I mean, we have all these characters being cast out: Rudolph for his beamernose, Hermie/Herbie for his…well his SPECIALNESS let’s say, and the various dolls for their misfittedness. And short-sighted society (being the S-man and company) refuses to accommodate their differences, forcing them out into the cold. Then, through the lobbying and activism of a valiant few, they are suddenly recognized as Valuable And Special Individuals after all. And in the end they are all able to achieve successful community inclusion and satisfying career paths with minimal accommodations. THEN how the reindeer loved him! Why can’t WE all get along too?

It reads like something out of a radical disability activist magazine.

Heck, even the Abominable Snow Monster finds a home and becomes “bumbles” to his friends (following a little minor, involuntary surgery to remove all his teeth), proving once again that a big old, slobbering, murdering monster with great big nasty teeth is just a friend you haven’t met yet.

But that still leaves another puzzle - what the heck are all those tress growing on?

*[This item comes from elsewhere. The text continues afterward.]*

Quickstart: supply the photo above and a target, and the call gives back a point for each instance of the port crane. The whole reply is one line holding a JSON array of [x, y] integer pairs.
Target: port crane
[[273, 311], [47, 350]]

The North Pole is an ICE PACK!

Or did I miss a passage about that in the reference manual on cartoon physics?

HAVE YOU PEOPLE NEVER SEEN THE WINGED LION, WINGED MAN, WINGED OX, WINGED (yeah, that’s redundant) EAGLE ICONS?!?!?!?

The Four Evangel Cherubim- I think tradition has assigned the Lion to Mark (Man to Matthew, Ox to Luke, Eagle to John)- anyway they are supposed to represent four aspects of Christ-
the Lion of Judah, the Incarnation as a Man, the Suffering Servant- the Lowly Ox, Eagle as Deity.

So yeah, King M is definitely a Christian Icon- which explains why he’s a bit uppity around the North Pole bunch- he gathers all their rejects.

But RE the Misfit toys which just would not be liked by any kid- I give Santa & CO the benefit of the doubt that they fixed the toys.